For all encodings the accepted input must be proteins or DNA/RNA sequences in FASTA format. You can upload a file or copy and paste a text for the sequences. You can find a button which says Load a demo FASTA, which will fill the input boxes with several protein sequences.


ProFeatX supports both single proteins by default and protein-protein interactions (PPI) encoding. To encode PPIs, you can click on Protein-protein interactions. You will be able to input two sets of proteins, and ProFeatX will join every sequence from set A with every sequence from set B, so if set A has 10 sequences, and set B has 5 sequences, the output will contain 50 encoded interactions.


WARNING: ProFeatX server supports up to 10,000 encoded sequences or interactions.


Encoding selection

ProFeatX server can encode your sequences in 32 different descriptors. These descriptors are organized into 10 groups.


Above these groups there is a filter where you can type the name of the descriptors you want and it will filter the groups that contain descriptors with such name. All descriptors have its long name, short name, and vector size. Some of them depend on the length of the sequence, and these require that all the sequences within sets are the same length. Also, most encodings have parameters that you can modify.


By default, ProFeatX only lets you select one encoding. However, you can also encode your sequences into up to 4 descriptors at the same time. To do this, click on Multiple encodings (max. 4) and it will let you choose 1-4 different encodings.

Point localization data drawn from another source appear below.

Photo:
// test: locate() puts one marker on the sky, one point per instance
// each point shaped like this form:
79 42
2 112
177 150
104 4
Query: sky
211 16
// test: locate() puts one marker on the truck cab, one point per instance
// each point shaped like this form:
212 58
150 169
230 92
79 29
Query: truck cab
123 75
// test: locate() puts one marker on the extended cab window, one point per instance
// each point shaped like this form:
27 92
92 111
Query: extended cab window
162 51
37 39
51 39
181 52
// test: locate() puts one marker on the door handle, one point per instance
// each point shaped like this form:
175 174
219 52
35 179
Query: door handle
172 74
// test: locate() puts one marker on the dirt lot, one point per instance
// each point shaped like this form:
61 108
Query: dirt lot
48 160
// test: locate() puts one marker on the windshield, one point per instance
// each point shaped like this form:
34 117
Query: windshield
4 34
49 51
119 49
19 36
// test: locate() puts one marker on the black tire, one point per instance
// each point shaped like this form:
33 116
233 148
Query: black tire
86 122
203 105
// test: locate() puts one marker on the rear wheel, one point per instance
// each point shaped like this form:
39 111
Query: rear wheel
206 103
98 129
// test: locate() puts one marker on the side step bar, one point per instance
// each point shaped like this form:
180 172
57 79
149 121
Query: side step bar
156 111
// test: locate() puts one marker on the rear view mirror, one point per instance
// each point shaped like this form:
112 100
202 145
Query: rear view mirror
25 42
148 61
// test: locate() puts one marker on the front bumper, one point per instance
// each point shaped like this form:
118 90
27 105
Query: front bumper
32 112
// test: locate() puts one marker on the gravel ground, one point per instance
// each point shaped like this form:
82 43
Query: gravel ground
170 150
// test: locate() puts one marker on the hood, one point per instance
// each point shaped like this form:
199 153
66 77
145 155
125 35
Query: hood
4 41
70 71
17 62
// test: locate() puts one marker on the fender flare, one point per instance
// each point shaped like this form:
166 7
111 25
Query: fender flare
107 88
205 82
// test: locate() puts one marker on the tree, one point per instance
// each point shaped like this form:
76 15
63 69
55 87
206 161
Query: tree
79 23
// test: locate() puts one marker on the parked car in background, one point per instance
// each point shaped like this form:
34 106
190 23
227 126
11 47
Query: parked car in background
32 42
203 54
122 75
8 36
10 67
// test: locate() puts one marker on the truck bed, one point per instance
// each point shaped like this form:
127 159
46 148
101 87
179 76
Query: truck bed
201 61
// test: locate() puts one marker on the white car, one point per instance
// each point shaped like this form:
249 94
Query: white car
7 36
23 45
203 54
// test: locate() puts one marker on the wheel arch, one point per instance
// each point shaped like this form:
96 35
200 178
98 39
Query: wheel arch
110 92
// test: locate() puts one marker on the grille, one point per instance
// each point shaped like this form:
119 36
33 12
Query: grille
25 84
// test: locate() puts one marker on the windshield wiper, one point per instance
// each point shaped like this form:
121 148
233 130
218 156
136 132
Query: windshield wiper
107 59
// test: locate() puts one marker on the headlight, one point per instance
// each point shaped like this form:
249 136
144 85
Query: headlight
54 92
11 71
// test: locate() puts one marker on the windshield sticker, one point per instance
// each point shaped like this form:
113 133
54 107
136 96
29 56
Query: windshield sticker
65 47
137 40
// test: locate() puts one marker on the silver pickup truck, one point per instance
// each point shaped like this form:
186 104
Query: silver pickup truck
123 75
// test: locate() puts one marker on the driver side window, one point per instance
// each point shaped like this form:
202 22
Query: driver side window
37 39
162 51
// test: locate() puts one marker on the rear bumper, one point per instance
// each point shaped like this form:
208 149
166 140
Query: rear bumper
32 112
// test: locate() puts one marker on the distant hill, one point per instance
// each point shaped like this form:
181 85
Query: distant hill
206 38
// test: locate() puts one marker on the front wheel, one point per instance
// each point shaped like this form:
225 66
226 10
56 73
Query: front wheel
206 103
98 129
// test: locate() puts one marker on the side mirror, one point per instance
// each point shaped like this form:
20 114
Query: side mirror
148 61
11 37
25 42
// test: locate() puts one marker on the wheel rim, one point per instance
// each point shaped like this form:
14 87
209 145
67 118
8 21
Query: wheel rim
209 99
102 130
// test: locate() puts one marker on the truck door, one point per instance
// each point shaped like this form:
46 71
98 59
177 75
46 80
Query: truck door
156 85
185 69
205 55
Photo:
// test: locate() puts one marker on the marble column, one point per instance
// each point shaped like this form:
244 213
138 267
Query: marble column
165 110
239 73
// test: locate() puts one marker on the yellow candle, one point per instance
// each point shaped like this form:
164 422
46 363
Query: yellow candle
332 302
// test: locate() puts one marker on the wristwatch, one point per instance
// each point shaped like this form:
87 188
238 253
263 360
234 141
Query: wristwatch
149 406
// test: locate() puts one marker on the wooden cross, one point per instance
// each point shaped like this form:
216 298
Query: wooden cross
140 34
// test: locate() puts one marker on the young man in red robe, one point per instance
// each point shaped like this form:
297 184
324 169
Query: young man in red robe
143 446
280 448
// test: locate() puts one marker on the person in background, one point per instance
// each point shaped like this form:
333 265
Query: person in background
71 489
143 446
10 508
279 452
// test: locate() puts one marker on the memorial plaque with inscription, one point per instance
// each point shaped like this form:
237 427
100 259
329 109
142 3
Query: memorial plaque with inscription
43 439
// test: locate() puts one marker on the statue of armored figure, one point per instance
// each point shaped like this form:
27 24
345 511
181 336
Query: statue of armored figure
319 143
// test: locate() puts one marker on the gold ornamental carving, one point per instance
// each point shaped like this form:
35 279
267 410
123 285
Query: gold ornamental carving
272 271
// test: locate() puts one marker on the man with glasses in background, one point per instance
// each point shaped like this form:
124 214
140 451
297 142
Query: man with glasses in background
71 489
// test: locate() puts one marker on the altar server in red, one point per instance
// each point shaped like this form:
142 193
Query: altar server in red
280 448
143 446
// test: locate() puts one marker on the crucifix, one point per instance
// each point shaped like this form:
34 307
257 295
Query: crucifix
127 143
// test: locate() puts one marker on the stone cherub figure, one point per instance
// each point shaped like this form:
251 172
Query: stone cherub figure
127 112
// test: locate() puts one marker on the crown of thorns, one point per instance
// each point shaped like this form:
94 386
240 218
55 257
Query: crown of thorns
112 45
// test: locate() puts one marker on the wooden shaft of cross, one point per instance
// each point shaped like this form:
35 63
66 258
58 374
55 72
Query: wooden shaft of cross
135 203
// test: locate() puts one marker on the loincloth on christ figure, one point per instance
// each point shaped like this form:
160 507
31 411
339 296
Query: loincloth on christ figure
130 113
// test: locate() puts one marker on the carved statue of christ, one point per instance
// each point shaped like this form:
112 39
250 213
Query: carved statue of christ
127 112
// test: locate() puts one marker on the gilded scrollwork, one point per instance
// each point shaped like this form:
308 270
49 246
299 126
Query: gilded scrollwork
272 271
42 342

If you try to pick a fifth option, the webpage will not let you do it, and you will have to uncheck another box in order to choose a new fourth encoding.


Submit

The Submit section has a text box where you can type your email, so we tell you whenever your job is done running. Below you can find a button for resetting the form and the button for submitting your job. After submitting your job, if you stay in the same page, it will redirect you to the results page whenever it is done predicting.


Results

For the following examples we submitted our jobs filling them with the Load a demo FASTA button. At the top you will find the name of the selected encoding. If you selected multiple descriptors, they will appear separated by an underscore, like the example, where AAC and DPC were chosen, and the vector size, that is, the number of features. Underneath, you will find three buttons to export the result to a CSV, an Excel file or a Pickle (.pkl) file that contains a Pandas dataframe with the data. Also, to the right, there is a filter to search a sequence you want or a value you need, and a dropdown list to modify how many entries are shown in a single page.

The results table shows as many entries as sequences you input. The columns shown are the name of the sequence and the features, of which names come from the encoding the column corresponds to, an underscore, and a name associated to the value. If you only selected one descriptor, then only the associated value name will be shown, so instead of showing "AAC_A", it will show just "A".

WARNING: The displayed name of your sequences will be truncated after the first space.

Protein-protein interactions

If you chose to encode protein-protein interactions, under the vector size it will show the number of sequences in the first set (A), the number of sequences in the second set (B) and the total number of interactions. In the results table, the protein names from sets A and B will be separated in two columns, and the feature names will start by "A_" or "B_", depending on whether if sequence the column belongs to is from set A or set B, while having a more general header for those features that belong to the protein from set A and the protein from set B.